Whether through poignant songs like “Preach” that call for social justice or backing nonprofits centered on bail reform, singer and activist John Legend has continually used his voice to raise awareness about societal issues. The Grammy award-winning music artist—whose real name is John Roger Stephens—will be honored by The Recording Academy with its inaugural Global Impact Award for his efforts.
Stephens has supported an array of social change movements, including those focused on advancing racial equity and criminal justice reform, providing resources for victims of sexual violence and addressing disparities within the education system. In 2014, he founded the FREEAMERICA campaign to eradicate mass incarceration and reduce recidivism.
Stephens will be bestowed with the Global Impact Award by the Black Music Collective, an advisory group of thought leaders within the entertainment industry dedicated to the inclusion and advancement of Black music. “It is our distinct honor to celebrate John Legend as the inaugural recipient of the Recording Academy Honors’ Global Impact Award,” Valeisha Butterfield Jones, Co-President of the Recording Academy, shared in a statement. “John is one of the most important artists of our time, someone who leads by example and pushes important boundaries consistently across music, philanthropy and activism.
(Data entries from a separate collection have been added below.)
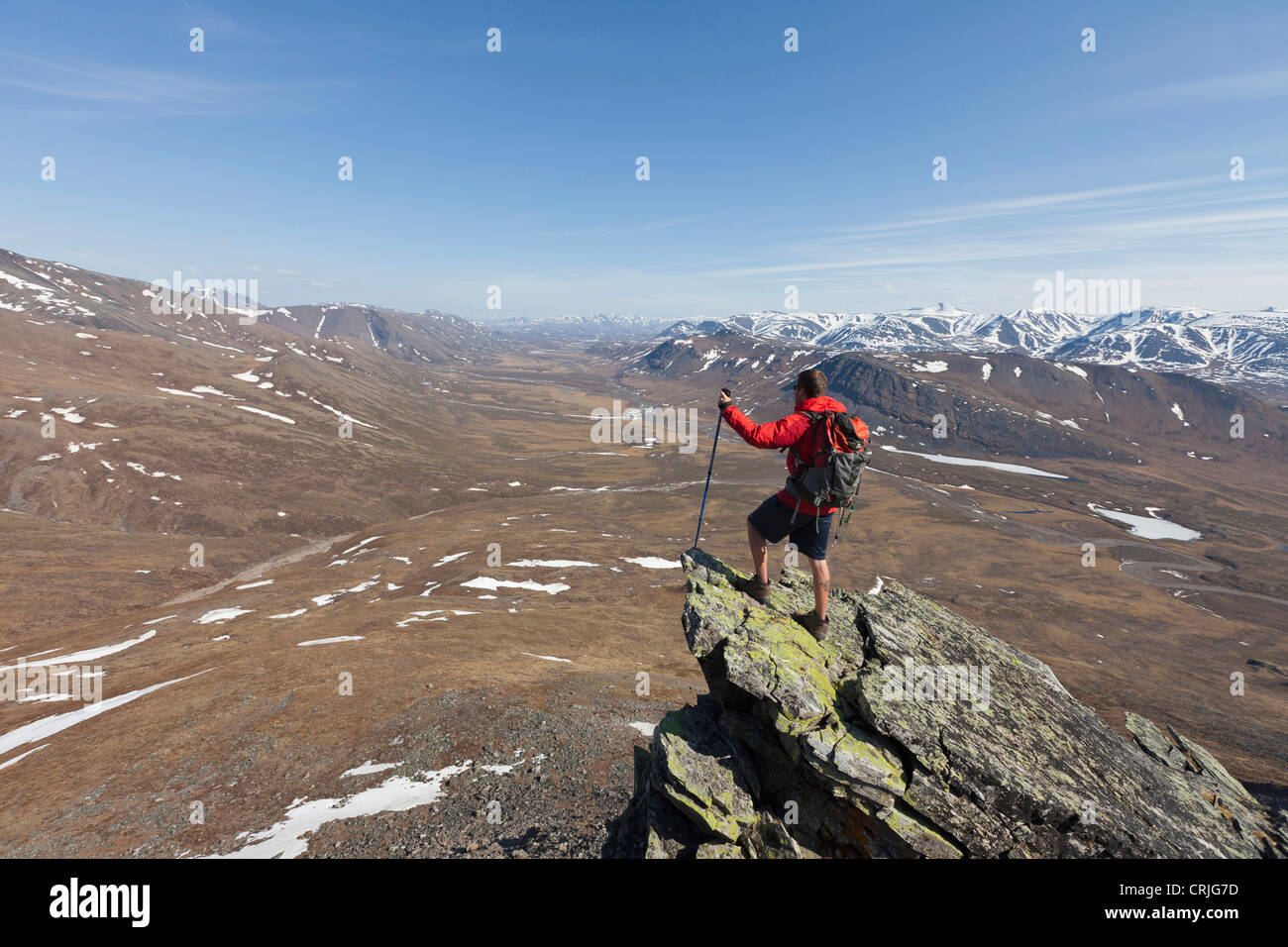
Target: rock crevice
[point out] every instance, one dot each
(909, 732)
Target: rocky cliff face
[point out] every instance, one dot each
(909, 732)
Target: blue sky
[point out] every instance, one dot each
(768, 167)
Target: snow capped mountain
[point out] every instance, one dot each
(1245, 348)
(597, 326)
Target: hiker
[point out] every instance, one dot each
(784, 514)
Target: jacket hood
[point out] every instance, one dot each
(820, 403)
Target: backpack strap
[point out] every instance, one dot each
(814, 418)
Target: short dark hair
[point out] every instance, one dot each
(811, 382)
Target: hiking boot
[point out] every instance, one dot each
(755, 587)
(812, 624)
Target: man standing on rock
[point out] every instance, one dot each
(785, 514)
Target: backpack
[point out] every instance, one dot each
(832, 479)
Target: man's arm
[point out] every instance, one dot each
(781, 433)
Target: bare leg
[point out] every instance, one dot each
(759, 553)
(822, 585)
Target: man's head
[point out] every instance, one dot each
(810, 384)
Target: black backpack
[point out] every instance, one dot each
(832, 478)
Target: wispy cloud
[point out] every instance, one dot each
(133, 88)
(1258, 84)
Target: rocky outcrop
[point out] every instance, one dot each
(909, 732)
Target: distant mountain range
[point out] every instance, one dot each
(1244, 348)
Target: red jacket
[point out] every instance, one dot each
(790, 432)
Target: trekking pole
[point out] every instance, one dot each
(709, 468)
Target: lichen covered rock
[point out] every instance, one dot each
(909, 732)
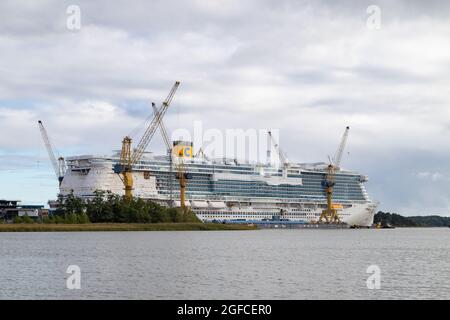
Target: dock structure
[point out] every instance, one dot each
(288, 224)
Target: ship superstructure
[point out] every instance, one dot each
(226, 189)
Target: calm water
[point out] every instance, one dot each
(266, 264)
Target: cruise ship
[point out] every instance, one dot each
(227, 189)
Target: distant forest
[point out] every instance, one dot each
(396, 220)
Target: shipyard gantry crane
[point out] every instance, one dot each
(128, 157)
(59, 164)
(330, 214)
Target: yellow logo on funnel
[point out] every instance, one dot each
(182, 151)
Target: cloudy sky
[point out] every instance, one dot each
(308, 68)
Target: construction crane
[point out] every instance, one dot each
(330, 214)
(129, 157)
(59, 165)
(182, 177)
(281, 154)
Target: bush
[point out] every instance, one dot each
(109, 207)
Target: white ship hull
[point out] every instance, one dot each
(86, 176)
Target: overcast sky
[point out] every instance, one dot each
(308, 68)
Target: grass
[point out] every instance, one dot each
(40, 227)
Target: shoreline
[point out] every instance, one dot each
(180, 226)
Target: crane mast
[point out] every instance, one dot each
(129, 157)
(281, 154)
(58, 164)
(143, 143)
(330, 214)
(163, 129)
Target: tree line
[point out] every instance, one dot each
(107, 207)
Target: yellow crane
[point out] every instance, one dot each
(181, 175)
(330, 214)
(128, 157)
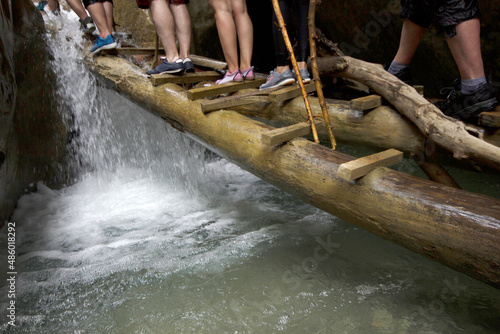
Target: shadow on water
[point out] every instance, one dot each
(156, 235)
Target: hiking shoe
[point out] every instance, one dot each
(404, 75)
(248, 74)
(230, 77)
(41, 5)
(304, 73)
(467, 107)
(276, 79)
(169, 68)
(188, 65)
(103, 44)
(87, 25)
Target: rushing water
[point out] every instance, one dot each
(157, 235)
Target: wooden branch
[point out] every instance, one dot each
(445, 131)
(281, 22)
(315, 72)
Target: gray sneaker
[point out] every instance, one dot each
(304, 73)
(276, 79)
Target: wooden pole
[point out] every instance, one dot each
(315, 71)
(282, 27)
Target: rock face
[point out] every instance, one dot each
(32, 134)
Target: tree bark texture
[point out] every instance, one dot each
(457, 228)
His contributions and impact to music and our culture are unparalleled.”
Legendary producer Jimmy Jam, hip-hop pioneer MC Lyte, music innovator D-Nice, director Adam Blackstone, and songstress Summer Walker will all be part of the honorary ceremony slated to take place in Las Vegas on April 2.
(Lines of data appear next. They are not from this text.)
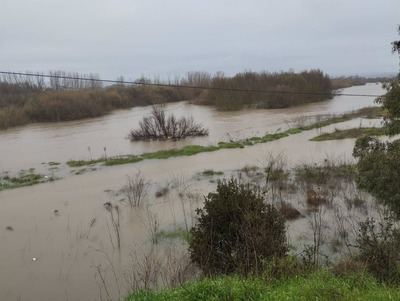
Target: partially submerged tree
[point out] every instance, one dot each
(160, 126)
(379, 162)
(237, 231)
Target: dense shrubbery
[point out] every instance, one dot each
(236, 232)
(25, 101)
(160, 126)
(379, 162)
(379, 169)
(314, 81)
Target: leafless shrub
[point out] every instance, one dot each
(115, 234)
(160, 126)
(163, 191)
(153, 226)
(136, 189)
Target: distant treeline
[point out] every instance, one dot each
(28, 99)
(313, 81)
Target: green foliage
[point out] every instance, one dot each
(350, 134)
(178, 233)
(20, 105)
(284, 82)
(320, 285)
(23, 179)
(236, 231)
(380, 249)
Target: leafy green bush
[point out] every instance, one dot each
(380, 249)
(237, 232)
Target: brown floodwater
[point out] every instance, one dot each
(27, 147)
(60, 231)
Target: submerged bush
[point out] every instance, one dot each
(237, 232)
(160, 126)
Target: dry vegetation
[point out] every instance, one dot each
(162, 127)
(313, 81)
(26, 100)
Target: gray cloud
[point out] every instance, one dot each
(134, 37)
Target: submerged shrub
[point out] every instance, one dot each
(160, 126)
(237, 232)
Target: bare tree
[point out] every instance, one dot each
(136, 189)
(160, 126)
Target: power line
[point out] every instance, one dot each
(139, 83)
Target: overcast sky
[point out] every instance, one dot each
(134, 37)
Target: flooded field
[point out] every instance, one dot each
(59, 240)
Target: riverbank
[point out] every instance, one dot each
(322, 285)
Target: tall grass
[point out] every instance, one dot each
(313, 81)
(321, 285)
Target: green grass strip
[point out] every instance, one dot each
(321, 285)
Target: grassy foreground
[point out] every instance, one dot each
(320, 285)
(190, 150)
(351, 133)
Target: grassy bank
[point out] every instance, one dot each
(24, 178)
(351, 134)
(321, 285)
(20, 106)
(25, 100)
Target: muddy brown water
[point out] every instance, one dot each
(53, 255)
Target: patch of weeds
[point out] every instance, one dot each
(23, 179)
(178, 233)
(80, 171)
(351, 134)
(211, 172)
(162, 192)
(80, 163)
(289, 212)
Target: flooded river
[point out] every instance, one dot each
(55, 237)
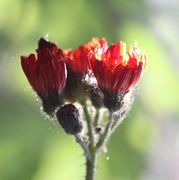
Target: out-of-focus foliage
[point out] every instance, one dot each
(32, 148)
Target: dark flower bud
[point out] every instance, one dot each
(113, 102)
(69, 118)
(46, 73)
(96, 96)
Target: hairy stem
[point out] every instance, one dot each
(91, 167)
(90, 127)
(104, 138)
(96, 119)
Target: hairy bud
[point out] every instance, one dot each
(69, 118)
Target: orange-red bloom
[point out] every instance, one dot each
(46, 72)
(77, 60)
(115, 70)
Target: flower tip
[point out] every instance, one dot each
(43, 44)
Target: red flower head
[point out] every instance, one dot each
(117, 72)
(77, 67)
(46, 72)
(78, 60)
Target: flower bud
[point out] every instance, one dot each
(113, 102)
(69, 118)
(96, 96)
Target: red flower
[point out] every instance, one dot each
(117, 72)
(78, 60)
(46, 71)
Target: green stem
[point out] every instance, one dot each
(90, 127)
(96, 120)
(104, 138)
(91, 167)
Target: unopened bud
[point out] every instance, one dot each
(69, 118)
(96, 96)
(113, 102)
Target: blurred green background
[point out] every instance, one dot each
(146, 145)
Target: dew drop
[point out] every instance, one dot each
(107, 158)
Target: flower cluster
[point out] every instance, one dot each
(58, 75)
Stephens has exemplified the power of merging art and activism for social good. His milestone comes just months after he unveiled a project dubbed HUMANLEVEL that is designed to support communities that have been significantly impacted by systemic racism. Through the initiative, he’s working to unite local civic leaders and elected officials to develop transformative policies that support those who have been marginalized.
“Many issues are really at the doorstep of your mayor, your county council, and your community leaders coming together to answer questions about how we can support each other, keep each other safe, and rebuild our country in a way that truly includes everyone,” said Stephens.